State Budget Director John Hicks remarked that April’s revenue collections put Kentucky squarely on pace to hit the official revenue estimate for FY23. “The estimate calls for a $1.4 billion revenue surplus this year and we are on track to meet it. Despite the small decline of 2.7 percent, sales and business tax receipts were markedly higher. Excluding the individual income tax, the remaining revenue categories increased 10.9 percent.  April’s decline in the individual income tax was impacted by the recent 10 percent tax rate reduction from 5 to 4.5 percent and came on the heels of an 80.7 percent increase last April, so a pullback was expected.”

Among the major accounts:

  • Sales and use tax receipts grew 8.3 percent to $517.2 million. April was the second-highest month of sales tax ever recorded and only the third month to exceed half a billion dollars in collections. Year-to-date collections have grown 10.4 percent.
  • Corporation income and Limited Liability Entity Tax (LLET) receipts grew 16.4 percent to $288.0 million. Revenues through the first ten months have grown 6.6 percent.
  • Individual income tax collections fell 15.0 percent in April as the tax rate reduction also impacted declaration payments and net returns. Despite the 10 percent rate reduction, wages subject to withholding rose over last April. Through 10 months, collections have increased by 0.6 percent.
  • Property tax collections have exceeded expectations as revenues grew 11.9 percent for the month. The gains were concentrated in the general tangible and motor vehicle accounts.  Receipts are up 7.4 percent year-to-date.
  • Cigarette tax receipts fell 35.3 percent, or $9.7 million, in April and have fallen 10.1 percent year-to-date.
  • Coal severance tax receipts increased 35.2 percent to $7.7 million, the ninth time this year in which monthly collections have exceeded 30 percent. Revenues have grown 48.6 percent year-to-date.
  • Income on investments grew $18.7 million in April, with year-to-date revenues of $106.7 million.

Road Fund receipts grew 3.3 percent, or $4.8 million, in April as motor fuels collections were one of the few accounts to increase.  Collections for the month were $153.3 million.  The year-to-date collection now stands at 4.0 percent.  The official Road Fund revenue estimate calls for revenues to increase by 2.7 percent for the fiscal year.  Based on year-to-date tax collections, revenues can decline by 3.2 percent for the remainder of the year and still meet the estimate.
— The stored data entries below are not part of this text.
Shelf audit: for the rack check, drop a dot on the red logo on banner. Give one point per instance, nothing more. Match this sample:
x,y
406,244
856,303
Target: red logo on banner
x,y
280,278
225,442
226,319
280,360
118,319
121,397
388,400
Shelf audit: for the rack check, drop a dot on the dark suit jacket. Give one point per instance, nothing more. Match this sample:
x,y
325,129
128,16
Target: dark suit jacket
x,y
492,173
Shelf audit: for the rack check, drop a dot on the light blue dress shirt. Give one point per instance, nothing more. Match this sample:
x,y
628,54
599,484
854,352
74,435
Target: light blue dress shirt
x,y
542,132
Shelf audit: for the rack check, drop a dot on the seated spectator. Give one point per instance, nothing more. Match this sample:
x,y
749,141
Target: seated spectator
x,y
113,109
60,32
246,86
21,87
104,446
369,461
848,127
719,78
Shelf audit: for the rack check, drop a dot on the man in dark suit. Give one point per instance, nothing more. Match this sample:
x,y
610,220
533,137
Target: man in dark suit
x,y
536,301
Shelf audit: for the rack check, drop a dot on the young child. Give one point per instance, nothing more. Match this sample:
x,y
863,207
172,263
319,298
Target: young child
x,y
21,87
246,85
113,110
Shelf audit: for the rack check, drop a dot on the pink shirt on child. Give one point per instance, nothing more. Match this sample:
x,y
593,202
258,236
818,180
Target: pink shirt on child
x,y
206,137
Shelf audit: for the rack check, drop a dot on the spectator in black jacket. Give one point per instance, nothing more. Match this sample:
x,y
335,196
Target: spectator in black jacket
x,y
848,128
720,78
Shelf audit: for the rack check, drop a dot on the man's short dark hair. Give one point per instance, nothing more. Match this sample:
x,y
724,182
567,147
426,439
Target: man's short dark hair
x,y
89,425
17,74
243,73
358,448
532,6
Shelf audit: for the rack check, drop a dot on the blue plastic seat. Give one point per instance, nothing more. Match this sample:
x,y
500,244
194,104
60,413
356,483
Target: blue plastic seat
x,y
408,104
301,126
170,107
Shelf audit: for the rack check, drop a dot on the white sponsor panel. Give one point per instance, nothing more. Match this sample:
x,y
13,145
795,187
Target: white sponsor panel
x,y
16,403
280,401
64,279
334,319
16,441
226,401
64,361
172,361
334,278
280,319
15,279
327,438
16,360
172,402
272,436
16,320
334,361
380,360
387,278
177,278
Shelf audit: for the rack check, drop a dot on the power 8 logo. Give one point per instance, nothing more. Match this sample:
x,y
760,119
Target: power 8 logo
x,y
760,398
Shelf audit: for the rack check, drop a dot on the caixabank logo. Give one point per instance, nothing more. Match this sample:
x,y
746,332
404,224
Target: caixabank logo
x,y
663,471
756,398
Among the accounts, motor fuel revenue rose 7.7 percent in April.  Collections from motor fuels have been limited in FY23 due to an emergency regulation filed last summer by Governor Beshear that froze the gasoline and special fuels tax rates to fight the effects of inflation and surging gasoline prices.  The emergency regulation expired in late February, giving way to a statutorily-driven tax rate increase of two cents per gallon in March that will positively impact motor fuels tax receipts going forward.  Motor vehicle usage tax collections fell 0.7 percent and license and privilege receipts were down 8.7 percent.